July 15, 2016 Comments Off on Newmark Cornish & Carey Says Sluggishness Persists in Silicon Valley Q2 Office Market Views: 693 Bay Area, California News, West

Newmark Cornish & Carey Says Sluggishness Persists in Silicon Valley Q2 Office Market

Newmark Cornish & Carey’s Q2 2016 Silicon Valley office market report reveals the slow start to 2016 continues. Compressed supplies of product drove unpredictable fluctuations in a market that is more susceptible to incoming space and new construction deliveries.

The Silicon Valley office market experienced an influx of sublease space that was largely offset by a high velocity of absorption in this same niche. Contrary to much of the speculation, the local office market continues to absorb incoming sublease space and hold vacancy below the 10% threshold.

Asking rates continue their gains in nearly all cities, funneling more demand to sublease space hitting the market.
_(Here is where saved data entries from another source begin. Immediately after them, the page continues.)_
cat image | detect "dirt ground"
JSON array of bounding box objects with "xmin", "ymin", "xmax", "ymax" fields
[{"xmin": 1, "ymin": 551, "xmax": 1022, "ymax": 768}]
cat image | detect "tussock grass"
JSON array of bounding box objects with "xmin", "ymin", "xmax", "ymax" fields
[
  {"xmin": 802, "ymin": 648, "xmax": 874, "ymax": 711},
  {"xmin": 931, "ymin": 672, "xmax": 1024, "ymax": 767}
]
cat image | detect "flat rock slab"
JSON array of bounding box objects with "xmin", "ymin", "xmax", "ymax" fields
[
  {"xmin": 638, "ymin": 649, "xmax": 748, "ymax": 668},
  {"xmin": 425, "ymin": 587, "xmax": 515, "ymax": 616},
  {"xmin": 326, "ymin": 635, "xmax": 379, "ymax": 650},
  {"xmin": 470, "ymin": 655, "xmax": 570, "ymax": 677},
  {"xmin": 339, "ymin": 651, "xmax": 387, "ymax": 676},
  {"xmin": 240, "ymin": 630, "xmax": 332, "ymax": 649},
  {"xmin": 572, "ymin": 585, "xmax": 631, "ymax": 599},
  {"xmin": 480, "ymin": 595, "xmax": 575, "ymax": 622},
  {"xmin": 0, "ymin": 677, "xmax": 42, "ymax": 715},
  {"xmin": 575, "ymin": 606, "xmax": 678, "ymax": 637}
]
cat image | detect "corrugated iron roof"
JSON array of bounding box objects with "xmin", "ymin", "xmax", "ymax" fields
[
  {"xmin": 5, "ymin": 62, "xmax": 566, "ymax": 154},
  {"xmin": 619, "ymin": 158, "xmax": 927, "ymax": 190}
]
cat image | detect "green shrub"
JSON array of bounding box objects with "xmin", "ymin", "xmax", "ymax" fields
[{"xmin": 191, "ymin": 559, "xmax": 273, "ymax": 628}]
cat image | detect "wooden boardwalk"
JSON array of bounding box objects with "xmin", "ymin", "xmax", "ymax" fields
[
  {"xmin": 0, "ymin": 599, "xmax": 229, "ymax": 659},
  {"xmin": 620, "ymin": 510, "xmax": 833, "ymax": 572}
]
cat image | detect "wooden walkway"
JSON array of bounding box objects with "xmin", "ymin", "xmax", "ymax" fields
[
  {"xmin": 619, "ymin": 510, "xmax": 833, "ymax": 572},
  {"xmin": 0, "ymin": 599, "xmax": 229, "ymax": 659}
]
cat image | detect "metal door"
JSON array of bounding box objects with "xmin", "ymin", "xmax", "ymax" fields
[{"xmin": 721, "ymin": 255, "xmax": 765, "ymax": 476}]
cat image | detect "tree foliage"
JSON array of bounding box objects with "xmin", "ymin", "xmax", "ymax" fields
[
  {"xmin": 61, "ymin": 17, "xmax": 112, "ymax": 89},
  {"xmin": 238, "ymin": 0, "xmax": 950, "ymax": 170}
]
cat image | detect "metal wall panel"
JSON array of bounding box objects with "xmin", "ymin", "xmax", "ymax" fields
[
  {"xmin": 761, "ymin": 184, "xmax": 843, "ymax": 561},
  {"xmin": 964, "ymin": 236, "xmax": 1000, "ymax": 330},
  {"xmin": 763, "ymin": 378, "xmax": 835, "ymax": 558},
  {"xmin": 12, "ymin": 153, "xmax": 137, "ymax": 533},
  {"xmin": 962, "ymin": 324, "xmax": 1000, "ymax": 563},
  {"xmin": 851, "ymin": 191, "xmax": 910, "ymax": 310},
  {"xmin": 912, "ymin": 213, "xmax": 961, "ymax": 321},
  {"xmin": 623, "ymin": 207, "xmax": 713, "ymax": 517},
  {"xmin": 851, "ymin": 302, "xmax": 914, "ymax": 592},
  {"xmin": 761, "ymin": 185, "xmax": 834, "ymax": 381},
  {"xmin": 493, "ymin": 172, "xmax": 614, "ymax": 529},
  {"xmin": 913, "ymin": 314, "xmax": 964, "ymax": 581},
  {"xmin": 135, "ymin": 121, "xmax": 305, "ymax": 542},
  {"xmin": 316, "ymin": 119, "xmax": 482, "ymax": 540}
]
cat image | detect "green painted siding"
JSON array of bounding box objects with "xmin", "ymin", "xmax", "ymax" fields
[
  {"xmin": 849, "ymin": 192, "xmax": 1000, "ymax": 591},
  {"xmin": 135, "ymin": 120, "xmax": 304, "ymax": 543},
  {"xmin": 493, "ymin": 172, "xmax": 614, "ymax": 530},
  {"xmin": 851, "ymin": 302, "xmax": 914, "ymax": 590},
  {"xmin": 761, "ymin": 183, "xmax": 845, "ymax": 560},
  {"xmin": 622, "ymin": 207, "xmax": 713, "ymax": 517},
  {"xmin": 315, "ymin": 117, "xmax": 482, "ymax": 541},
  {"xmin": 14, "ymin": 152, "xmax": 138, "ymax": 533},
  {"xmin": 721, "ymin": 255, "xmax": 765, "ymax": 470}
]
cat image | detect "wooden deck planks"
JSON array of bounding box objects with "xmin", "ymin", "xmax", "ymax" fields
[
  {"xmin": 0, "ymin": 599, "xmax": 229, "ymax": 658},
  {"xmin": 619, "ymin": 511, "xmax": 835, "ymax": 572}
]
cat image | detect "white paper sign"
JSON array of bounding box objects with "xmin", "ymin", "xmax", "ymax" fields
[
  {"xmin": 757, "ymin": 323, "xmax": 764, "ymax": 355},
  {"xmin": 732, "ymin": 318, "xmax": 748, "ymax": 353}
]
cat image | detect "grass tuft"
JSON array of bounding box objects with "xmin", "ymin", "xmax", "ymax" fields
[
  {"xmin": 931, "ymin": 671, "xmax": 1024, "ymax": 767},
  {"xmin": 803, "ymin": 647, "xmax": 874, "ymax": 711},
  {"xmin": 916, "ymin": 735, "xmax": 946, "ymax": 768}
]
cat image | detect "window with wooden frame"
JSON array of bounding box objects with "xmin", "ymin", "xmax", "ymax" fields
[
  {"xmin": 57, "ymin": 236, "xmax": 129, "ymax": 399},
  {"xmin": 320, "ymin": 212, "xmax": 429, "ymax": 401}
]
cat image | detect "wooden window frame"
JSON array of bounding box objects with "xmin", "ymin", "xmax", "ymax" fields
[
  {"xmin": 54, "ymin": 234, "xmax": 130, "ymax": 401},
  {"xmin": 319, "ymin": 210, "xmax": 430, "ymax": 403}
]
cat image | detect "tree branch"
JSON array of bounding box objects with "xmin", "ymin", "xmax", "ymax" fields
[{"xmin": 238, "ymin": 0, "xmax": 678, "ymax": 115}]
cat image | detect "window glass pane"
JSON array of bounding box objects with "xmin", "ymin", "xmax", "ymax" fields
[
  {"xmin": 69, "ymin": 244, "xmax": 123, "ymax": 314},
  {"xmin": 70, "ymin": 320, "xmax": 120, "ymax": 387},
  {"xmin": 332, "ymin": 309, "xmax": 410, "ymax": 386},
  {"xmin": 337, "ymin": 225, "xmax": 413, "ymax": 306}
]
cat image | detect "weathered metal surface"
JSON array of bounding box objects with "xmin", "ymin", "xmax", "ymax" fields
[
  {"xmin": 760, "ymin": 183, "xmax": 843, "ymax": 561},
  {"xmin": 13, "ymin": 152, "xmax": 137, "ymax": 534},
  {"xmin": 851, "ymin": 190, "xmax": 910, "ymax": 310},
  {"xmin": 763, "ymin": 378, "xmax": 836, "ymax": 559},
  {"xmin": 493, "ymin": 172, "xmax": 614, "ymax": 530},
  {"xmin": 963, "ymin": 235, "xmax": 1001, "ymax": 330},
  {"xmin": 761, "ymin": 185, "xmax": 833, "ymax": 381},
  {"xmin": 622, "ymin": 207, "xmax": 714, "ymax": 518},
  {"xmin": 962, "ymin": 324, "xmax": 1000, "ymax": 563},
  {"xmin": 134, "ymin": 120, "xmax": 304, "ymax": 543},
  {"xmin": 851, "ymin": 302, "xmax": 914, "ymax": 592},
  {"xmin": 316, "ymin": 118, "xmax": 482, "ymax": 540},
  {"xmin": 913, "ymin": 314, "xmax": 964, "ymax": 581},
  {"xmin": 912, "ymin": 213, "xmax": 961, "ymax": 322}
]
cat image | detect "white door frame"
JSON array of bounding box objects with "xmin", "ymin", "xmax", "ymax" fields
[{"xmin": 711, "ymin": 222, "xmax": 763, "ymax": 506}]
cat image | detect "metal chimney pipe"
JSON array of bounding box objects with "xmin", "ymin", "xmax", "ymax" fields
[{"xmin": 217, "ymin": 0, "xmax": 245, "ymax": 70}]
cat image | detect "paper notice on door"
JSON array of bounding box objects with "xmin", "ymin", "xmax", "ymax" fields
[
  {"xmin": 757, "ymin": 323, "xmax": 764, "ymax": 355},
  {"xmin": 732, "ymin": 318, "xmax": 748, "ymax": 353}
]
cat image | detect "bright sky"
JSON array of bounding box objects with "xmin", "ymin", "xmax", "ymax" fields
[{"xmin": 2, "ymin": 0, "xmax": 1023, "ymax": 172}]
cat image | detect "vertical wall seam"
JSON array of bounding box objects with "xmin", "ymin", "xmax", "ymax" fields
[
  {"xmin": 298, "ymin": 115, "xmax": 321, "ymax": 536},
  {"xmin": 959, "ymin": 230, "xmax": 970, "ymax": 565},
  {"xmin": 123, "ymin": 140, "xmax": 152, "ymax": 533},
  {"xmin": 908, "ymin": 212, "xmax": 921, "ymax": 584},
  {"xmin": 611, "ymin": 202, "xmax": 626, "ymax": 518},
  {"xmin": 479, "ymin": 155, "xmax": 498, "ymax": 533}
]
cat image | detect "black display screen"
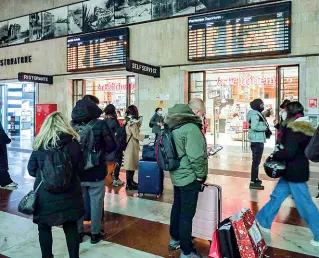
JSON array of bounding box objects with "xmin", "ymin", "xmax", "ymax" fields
[
  {"xmin": 188, "ymin": 2, "xmax": 291, "ymax": 60},
  {"xmin": 67, "ymin": 28, "xmax": 129, "ymax": 72}
]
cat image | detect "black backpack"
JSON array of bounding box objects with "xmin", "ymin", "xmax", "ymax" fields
[
  {"xmin": 156, "ymin": 126, "xmax": 180, "ymax": 171},
  {"xmin": 115, "ymin": 125, "xmax": 128, "ymax": 151},
  {"xmin": 41, "ymin": 149, "xmax": 73, "ymax": 193}
]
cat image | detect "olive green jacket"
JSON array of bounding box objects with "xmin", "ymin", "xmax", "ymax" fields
[{"xmin": 165, "ymin": 104, "xmax": 208, "ymax": 187}]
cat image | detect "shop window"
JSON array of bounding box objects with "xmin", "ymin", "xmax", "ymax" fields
[{"xmin": 72, "ymin": 79, "xmax": 84, "ymax": 106}]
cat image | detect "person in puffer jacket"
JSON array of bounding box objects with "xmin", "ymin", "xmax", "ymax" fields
[{"xmin": 256, "ymin": 101, "xmax": 319, "ymax": 247}]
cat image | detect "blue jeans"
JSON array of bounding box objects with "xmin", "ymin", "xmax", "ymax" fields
[{"xmin": 256, "ymin": 178, "xmax": 319, "ymax": 241}]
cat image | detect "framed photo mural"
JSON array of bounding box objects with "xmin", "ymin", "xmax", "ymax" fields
[
  {"xmin": 115, "ymin": 0, "xmax": 152, "ymax": 26},
  {"xmin": 29, "ymin": 13, "xmax": 42, "ymax": 42},
  {"xmin": 196, "ymin": 0, "xmax": 270, "ymax": 12},
  {"xmin": 152, "ymin": 0, "xmax": 195, "ymax": 19},
  {"xmin": 42, "ymin": 6, "xmax": 68, "ymax": 40},
  {"xmin": 83, "ymin": 0, "xmax": 115, "ymax": 32},
  {"xmin": 0, "ymin": 21, "xmax": 9, "ymax": 47},
  {"xmin": 8, "ymin": 16, "xmax": 30, "ymax": 46},
  {"xmin": 68, "ymin": 3, "xmax": 83, "ymax": 34}
]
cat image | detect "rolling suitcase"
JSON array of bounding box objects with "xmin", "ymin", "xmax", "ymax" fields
[
  {"xmin": 192, "ymin": 184, "xmax": 222, "ymax": 241},
  {"xmin": 137, "ymin": 160, "xmax": 163, "ymax": 198}
]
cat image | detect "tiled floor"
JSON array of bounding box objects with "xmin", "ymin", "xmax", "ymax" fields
[{"xmin": 1, "ymin": 145, "xmax": 319, "ymax": 257}]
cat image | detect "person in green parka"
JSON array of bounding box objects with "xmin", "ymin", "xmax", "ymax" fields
[{"xmin": 165, "ymin": 98, "xmax": 208, "ymax": 258}]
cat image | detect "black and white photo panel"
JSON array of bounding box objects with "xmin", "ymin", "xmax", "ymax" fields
[
  {"xmin": 172, "ymin": 0, "xmax": 196, "ymax": 16},
  {"xmin": 0, "ymin": 21, "xmax": 9, "ymax": 47},
  {"xmin": 42, "ymin": 6, "xmax": 68, "ymax": 40},
  {"xmin": 197, "ymin": 0, "xmax": 254, "ymax": 12},
  {"xmin": 83, "ymin": 0, "xmax": 115, "ymax": 32},
  {"xmin": 68, "ymin": 3, "xmax": 83, "ymax": 34},
  {"xmin": 115, "ymin": 0, "xmax": 151, "ymax": 26},
  {"xmin": 8, "ymin": 16, "xmax": 30, "ymax": 46},
  {"xmin": 29, "ymin": 13, "xmax": 42, "ymax": 42}
]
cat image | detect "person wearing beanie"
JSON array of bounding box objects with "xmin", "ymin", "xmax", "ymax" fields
[{"xmin": 246, "ymin": 99, "xmax": 268, "ymax": 190}]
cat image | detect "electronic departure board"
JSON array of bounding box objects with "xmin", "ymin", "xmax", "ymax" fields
[
  {"xmin": 188, "ymin": 2, "xmax": 291, "ymax": 61},
  {"xmin": 67, "ymin": 28, "xmax": 129, "ymax": 72}
]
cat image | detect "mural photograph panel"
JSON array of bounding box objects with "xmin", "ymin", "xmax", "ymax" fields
[
  {"xmin": 196, "ymin": 0, "xmax": 270, "ymax": 12},
  {"xmin": 83, "ymin": 0, "xmax": 115, "ymax": 32},
  {"xmin": 42, "ymin": 6, "xmax": 68, "ymax": 40},
  {"xmin": 29, "ymin": 13, "xmax": 42, "ymax": 42},
  {"xmin": 68, "ymin": 3, "xmax": 83, "ymax": 34},
  {"xmin": 115, "ymin": 0, "xmax": 151, "ymax": 26},
  {"xmin": 8, "ymin": 16, "xmax": 30, "ymax": 46},
  {"xmin": 0, "ymin": 21, "xmax": 9, "ymax": 47}
]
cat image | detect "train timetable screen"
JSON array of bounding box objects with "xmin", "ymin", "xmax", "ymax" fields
[
  {"xmin": 67, "ymin": 28, "xmax": 129, "ymax": 72},
  {"xmin": 188, "ymin": 2, "xmax": 291, "ymax": 60}
]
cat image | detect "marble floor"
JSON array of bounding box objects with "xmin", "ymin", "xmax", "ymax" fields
[{"xmin": 1, "ymin": 150, "xmax": 319, "ymax": 257}]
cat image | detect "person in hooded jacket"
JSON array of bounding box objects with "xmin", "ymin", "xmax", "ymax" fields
[
  {"xmin": 28, "ymin": 112, "xmax": 84, "ymax": 258},
  {"xmin": 149, "ymin": 107, "xmax": 164, "ymax": 140},
  {"xmin": 104, "ymin": 104, "xmax": 124, "ymax": 187},
  {"xmin": 0, "ymin": 121, "xmax": 18, "ymax": 189},
  {"xmin": 246, "ymin": 98, "xmax": 268, "ymax": 190},
  {"xmin": 256, "ymin": 102, "xmax": 319, "ymax": 247},
  {"xmin": 71, "ymin": 95, "xmax": 116, "ymax": 244}
]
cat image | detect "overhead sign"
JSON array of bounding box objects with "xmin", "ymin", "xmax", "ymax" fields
[
  {"xmin": 18, "ymin": 72, "xmax": 53, "ymax": 85},
  {"xmin": 188, "ymin": 1, "xmax": 291, "ymax": 60},
  {"xmin": 126, "ymin": 60, "xmax": 160, "ymax": 78},
  {"xmin": 67, "ymin": 28, "xmax": 129, "ymax": 72}
]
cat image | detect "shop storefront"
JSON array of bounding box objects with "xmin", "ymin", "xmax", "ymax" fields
[{"xmin": 0, "ymin": 82, "xmax": 36, "ymax": 138}]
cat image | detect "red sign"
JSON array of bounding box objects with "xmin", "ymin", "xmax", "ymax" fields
[
  {"xmin": 97, "ymin": 82, "xmax": 135, "ymax": 92},
  {"xmin": 309, "ymin": 98, "xmax": 318, "ymax": 108}
]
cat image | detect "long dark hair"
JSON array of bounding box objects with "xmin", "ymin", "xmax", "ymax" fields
[
  {"xmin": 286, "ymin": 101, "xmax": 304, "ymax": 119},
  {"xmin": 126, "ymin": 105, "xmax": 139, "ymax": 119},
  {"xmin": 104, "ymin": 104, "xmax": 117, "ymax": 117}
]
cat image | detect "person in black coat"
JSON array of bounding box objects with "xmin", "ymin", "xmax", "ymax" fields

Newmark Cornish & Carey researchers say expect to see continued volatility at a city-by-city level the second half of 2016, as the overall Silicon Valley office market remains stable.

Highlights of the report include:

  • Vacancy increased for the second quarter in a row, and net absorption took another hit.
  • Asking rates ticked up in nearly every city across the Silicon Valley, while vacancy changes were mixed, with only a handful of cities realizing decreases.
  • Mountain View topped every other city in the Silicon Valley by logging a $2.76/SF premium over its 2007 asking rate high to reach $6.27/SF in Q2 2016.
  • Q2 Silicon Valley asking rate nearing $1.00 premium over 2007 peak
  • Office vacancy remained virtually unchanged at 9.2% overall in Q2 2016
  • Vacancy remains at healthy levels in all cities, with slight spikes occurring in markets with newly completed office product.
  • Demand for price relief and the discounts associated with well-located sublease product have spurred the absorption of 263,342 square feet of sublease space this year alone.
  • 75% of all office sublease listings are in the 10,000- or less square-foot range, seeming to indicate space is coming from startups or early stage companies. Yet, just 17% of all available office sublease space is in a downtown market frequently targeted by these same companies.
  • Net absorption slumped more significantly compared with Q1, ending down 255,129 square feet. This marks the second consecutive quarter of negative net absorption in the office market, with the yearly totals sinking to a modest level of just over 300,000 square feet.